L’honorable M. Dubus vous a
dit hier, messieurs, que la Prusse préfère le droit au poids ; l’honorable M.
Rogier d’autre part vous a démontré que l’Amérique préfère, elle, le droit à la
valeur ; l’Angleterre et la France, au moins jusqu’à certain point, ont admis
dans leurs tarifs respectifs tantôt le droit à la valeur, tantôt le droit au
poids, selon les circonstances et les convenances du moment, selon les marchandises
qu’il s’agissait de tarifer. L’honorable ministre des finances, dans la
discussion pour le premier vote, a lui-même déclaré qu’il est loin d’être
contraire au principe général du droit au poids.
Ainsi, messieurs, il ne s’agit
pas ici de théories, il ne s’agit pas de savoir en spéculation si le droit au
poids ou la valeur est mieux en harmonie avec un bon système de douanes, il
s’agit uniquement de savoir si dans l’espèce le droit au poids est plus
approprié à la bonneterie que le droit à la valeur.
D’abord, messieurs, il est un
fait qu’il ne faut pas perdre de vue : c’est qu’il faut toujours préférer ce
mode de perception au poids lorsque la marchandise offre beaucoup de
catégories, lorsqu’elle comprend une assez grande quantité de différentes qualités
; car, messieurs, lorsque ces différentes catégories existent, il est toujours
difficile, pour ne pas dire impossible, aux employés de la douane, de pouvoir
apprécier la valeur réelle des marchandises.
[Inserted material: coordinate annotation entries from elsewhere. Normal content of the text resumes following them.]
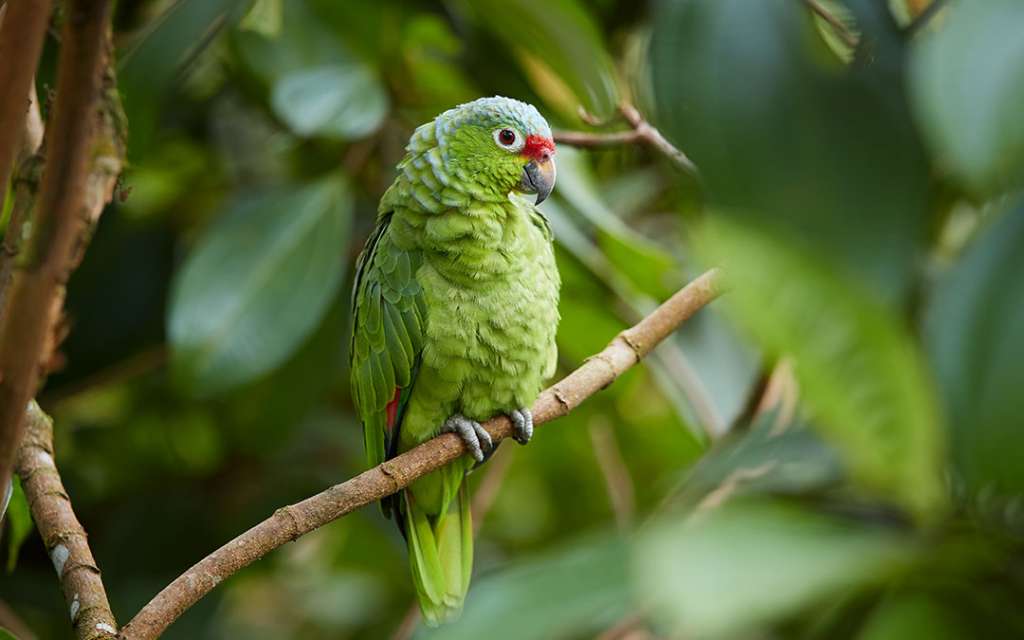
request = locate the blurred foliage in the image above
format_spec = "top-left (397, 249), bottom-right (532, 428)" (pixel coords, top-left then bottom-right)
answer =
top-left (0, 0), bottom-right (1024, 640)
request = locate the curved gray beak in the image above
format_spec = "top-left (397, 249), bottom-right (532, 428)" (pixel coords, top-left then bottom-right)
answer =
top-left (519, 158), bottom-right (555, 205)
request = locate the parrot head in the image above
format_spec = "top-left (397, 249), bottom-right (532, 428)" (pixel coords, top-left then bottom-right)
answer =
top-left (435, 96), bottom-right (555, 204)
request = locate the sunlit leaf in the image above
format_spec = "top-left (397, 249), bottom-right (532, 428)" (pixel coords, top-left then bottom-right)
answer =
top-left (4, 476), bottom-right (33, 573)
top-left (683, 412), bottom-right (842, 504)
top-left (805, 0), bottom-right (860, 62)
top-left (634, 504), bottom-right (910, 638)
top-left (556, 147), bottom-right (683, 300)
top-left (271, 62), bottom-right (388, 139)
top-left (473, 0), bottom-right (618, 116)
top-left (705, 222), bottom-right (943, 517)
top-left (910, 0), bottom-right (1024, 193)
top-left (926, 204), bottom-right (1024, 512)
top-left (651, 0), bottom-right (930, 299)
top-left (168, 179), bottom-right (351, 395)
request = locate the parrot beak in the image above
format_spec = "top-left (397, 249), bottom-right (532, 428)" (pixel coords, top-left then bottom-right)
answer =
top-left (519, 155), bottom-right (555, 205)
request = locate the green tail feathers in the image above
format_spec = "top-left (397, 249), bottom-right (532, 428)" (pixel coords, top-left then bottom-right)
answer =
top-left (402, 482), bottom-right (473, 626)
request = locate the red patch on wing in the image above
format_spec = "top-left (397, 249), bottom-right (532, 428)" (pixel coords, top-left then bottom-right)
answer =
top-left (522, 134), bottom-right (555, 162)
top-left (385, 388), bottom-right (401, 431)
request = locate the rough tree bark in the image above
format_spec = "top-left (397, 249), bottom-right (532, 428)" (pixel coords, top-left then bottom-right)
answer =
top-left (0, 0), bottom-right (50, 194)
top-left (17, 402), bottom-right (118, 640)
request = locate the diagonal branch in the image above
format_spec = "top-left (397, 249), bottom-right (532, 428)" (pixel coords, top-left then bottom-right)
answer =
top-left (804, 0), bottom-right (857, 48)
top-left (555, 104), bottom-right (698, 175)
top-left (119, 269), bottom-right (721, 640)
top-left (17, 402), bottom-right (117, 640)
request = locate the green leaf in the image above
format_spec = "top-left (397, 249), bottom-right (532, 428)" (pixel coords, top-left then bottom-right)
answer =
top-left (910, 0), bottom-right (1024, 194)
top-left (703, 221), bottom-right (944, 518)
top-left (926, 203), bottom-right (1024, 512)
top-left (423, 538), bottom-right (630, 640)
top-left (271, 61), bottom-right (388, 139)
top-left (473, 0), bottom-right (618, 116)
top-left (239, 0), bottom-right (285, 38)
top-left (168, 178), bottom-right (352, 395)
top-left (118, 0), bottom-right (252, 159)
top-left (634, 504), bottom-right (911, 638)
top-left (683, 412), bottom-right (842, 504)
top-left (556, 147), bottom-right (683, 301)
top-left (857, 593), bottom-right (970, 640)
top-left (4, 476), bottom-right (33, 573)
top-left (807, 0), bottom-right (860, 62)
top-left (651, 0), bottom-right (930, 299)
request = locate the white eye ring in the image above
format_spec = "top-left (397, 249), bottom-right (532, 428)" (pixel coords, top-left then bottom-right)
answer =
top-left (494, 127), bottom-right (526, 153)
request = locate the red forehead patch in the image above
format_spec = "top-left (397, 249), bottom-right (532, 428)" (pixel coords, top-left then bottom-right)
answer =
top-left (522, 134), bottom-right (555, 162)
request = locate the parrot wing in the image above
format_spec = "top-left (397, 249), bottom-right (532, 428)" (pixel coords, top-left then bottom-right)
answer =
top-left (351, 213), bottom-right (426, 475)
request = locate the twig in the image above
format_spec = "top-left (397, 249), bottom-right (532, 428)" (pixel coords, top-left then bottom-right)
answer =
top-left (120, 269), bottom-right (720, 640)
top-left (804, 0), bottom-right (857, 48)
top-left (391, 447), bottom-right (515, 640)
top-left (555, 104), bottom-right (697, 175)
top-left (590, 416), bottom-right (636, 531)
top-left (0, 0), bottom-right (124, 493)
top-left (17, 402), bottom-right (117, 640)
top-left (0, 0), bottom-right (50, 200)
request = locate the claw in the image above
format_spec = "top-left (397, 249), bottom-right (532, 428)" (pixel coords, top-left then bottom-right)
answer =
top-left (509, 407), bottom-right (534, 444)
top-left (441, 414), bottom-right (494, 462)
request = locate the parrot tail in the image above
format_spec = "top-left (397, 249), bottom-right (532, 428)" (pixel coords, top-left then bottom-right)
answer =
top-left (402, 482), bottom-right (473, 627)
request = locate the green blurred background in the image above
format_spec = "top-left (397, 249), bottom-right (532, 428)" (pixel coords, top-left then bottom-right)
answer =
top-left (0, 0), bottom-right (1024, 640)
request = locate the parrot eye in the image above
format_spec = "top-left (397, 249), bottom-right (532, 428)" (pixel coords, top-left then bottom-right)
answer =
top-left (495, 127), bottom-right (523, 152)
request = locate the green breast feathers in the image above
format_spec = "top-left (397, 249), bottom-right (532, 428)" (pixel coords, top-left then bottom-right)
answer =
top-left (351, 97), bottom-right (559, 624)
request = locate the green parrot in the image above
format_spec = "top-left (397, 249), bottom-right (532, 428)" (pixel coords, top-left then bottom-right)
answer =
top-left (351, 97), bottom-right (559, 625)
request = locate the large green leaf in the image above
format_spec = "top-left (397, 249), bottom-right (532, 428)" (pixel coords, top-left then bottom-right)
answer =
top-left (234, 1), bottom-right (389, 139)
top-left (271, 61), bottom-right (388, 139)
top-left (705, 221), bottom-right (943, 517)
top-left (651, 0), bottom-right (930, 299)
top-left (910, 0), bottom-right (1024, 193)
top-left (926, 203), bottom-right (1024, 512)
top-left (168, 178), bottom-right (352, 394)
top-left (473, 0), bottom-right (618, 116)
top-left (635, 504), bottom-right (911, 638)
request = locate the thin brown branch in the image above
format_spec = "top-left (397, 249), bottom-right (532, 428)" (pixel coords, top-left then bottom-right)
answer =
top-left (804, 0), bottom-right (857, 48)
top-left (590, 416), bottom-right (636, 531)
top-left (0, 0), bottom-right (50, 200)
top-left (0, 87), bottom-right (43, 315)
top-left (120, 269), bottom-right (720, 640)
top-left (555, 104), bottom-right (697, 175)
top-left (0, 0), bottom-right (124, 493)
top-left (906, 0), bottom-right (946, 37)
top-left (17, 402), bottom-right (117, 640)
top-left (755, 357), bottom-right (800, 433)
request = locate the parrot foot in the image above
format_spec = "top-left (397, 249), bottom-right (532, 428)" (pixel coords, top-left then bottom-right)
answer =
top-left (441, 414), bottom-right (494, 462)
top-left (509, 407), bottom-right (534, 444)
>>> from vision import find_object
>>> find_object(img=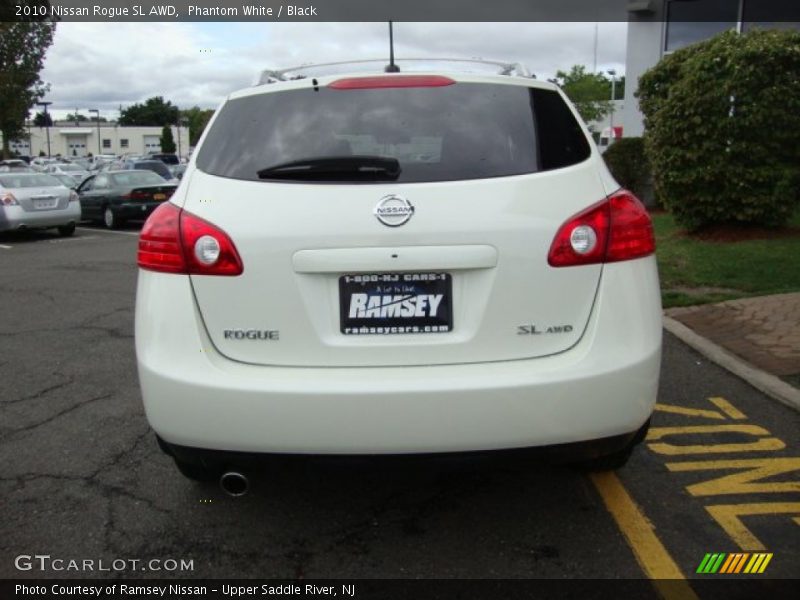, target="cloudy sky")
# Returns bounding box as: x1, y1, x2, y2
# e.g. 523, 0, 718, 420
37, 23, 627, 118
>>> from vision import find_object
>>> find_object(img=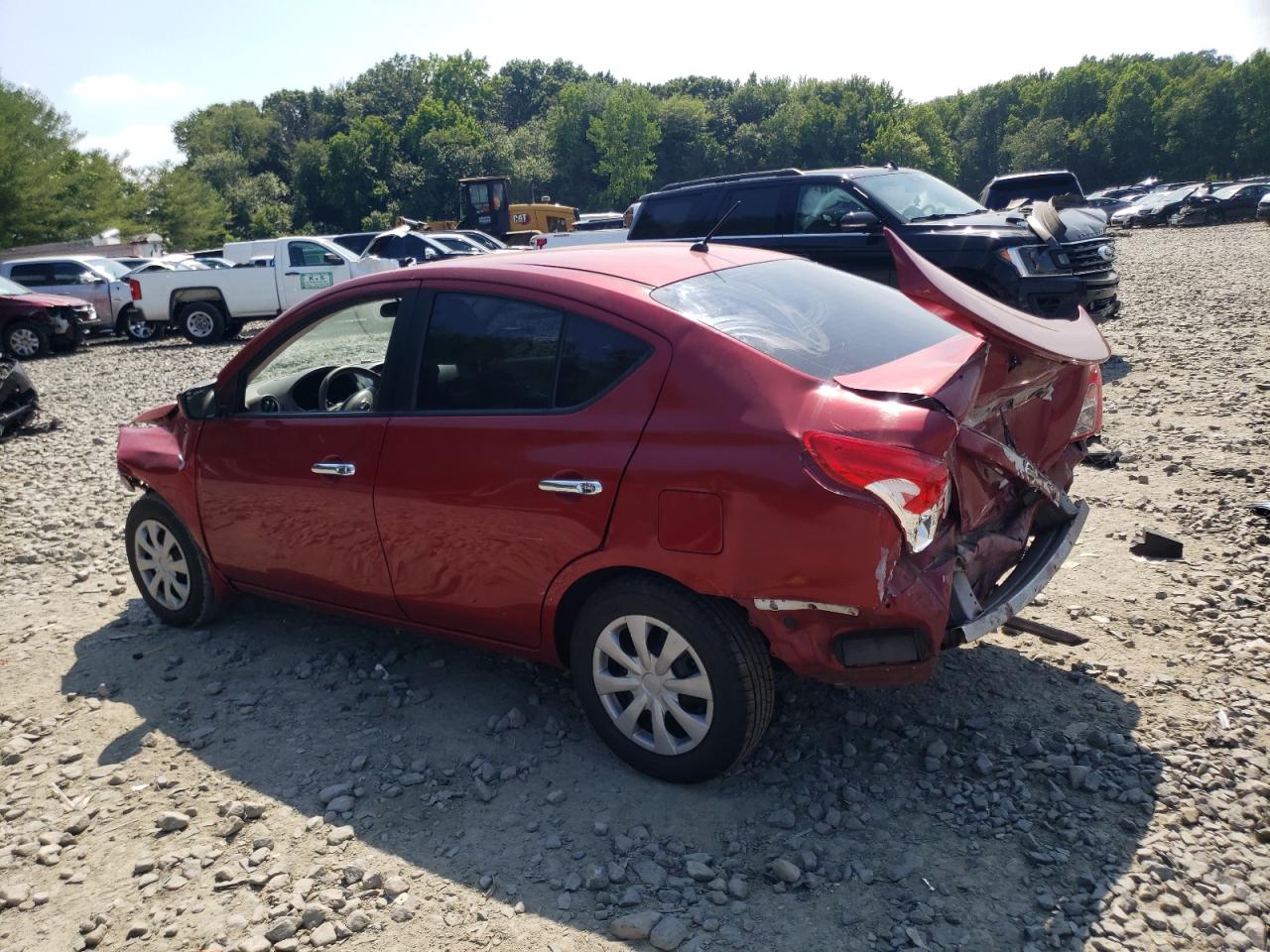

Or, messieurs, par l’inspection du
tableau des catégories que la section centrale a joint à son rapport, comme
pièce justificative de la tarification qu’elle propose, on peut se convaincre
du grand nombre de nuances différentes dont la bonneterie se compose. Sous ce
premier point de vue donc il paraît que le droit au poids doit être préféré,
puisque, comme je l’ai dit tout à l’heure, le droit à la valeur serait ici
inévitablement fraudé.
MM. Dubus et Dumortier vous
ont cité des faits desquels résulte que les déclarations seraient faussées de
moitié. M. le ministre de l’intérieur a prétendu que ce fait était isolé ; mais
lui-même nous a fourni la preuve qu’il était plus général qu’il ne le croyait :
il évalue d’une part le chiffre des importations à une moyenne d’environ
600,000 fr. ; d’autre part, il a évalué la consommation en Belgique au taux
exorbitant auquel M. Smits l’a élevée, à 30 à 40 millions de fr.
Comme la production belge ne
va guère au-delà de 8 à 10 millions, il résulterait de la combinaison de ces
chiffres, d’ailleurs exagérés, qu’il y aurait en consommation sur notre marché
environ pour 50 millions de marchandises étrangères en valeur non déclarée ; je
dis en valeur non déclarée, parce qu’il est impossible qu’au droit de 10 p. c.,
établi aux frontières d’Allemagne, d’où nous viennent les 3/4 de l’importation,
la fraude puisse se faire d’une manière importante.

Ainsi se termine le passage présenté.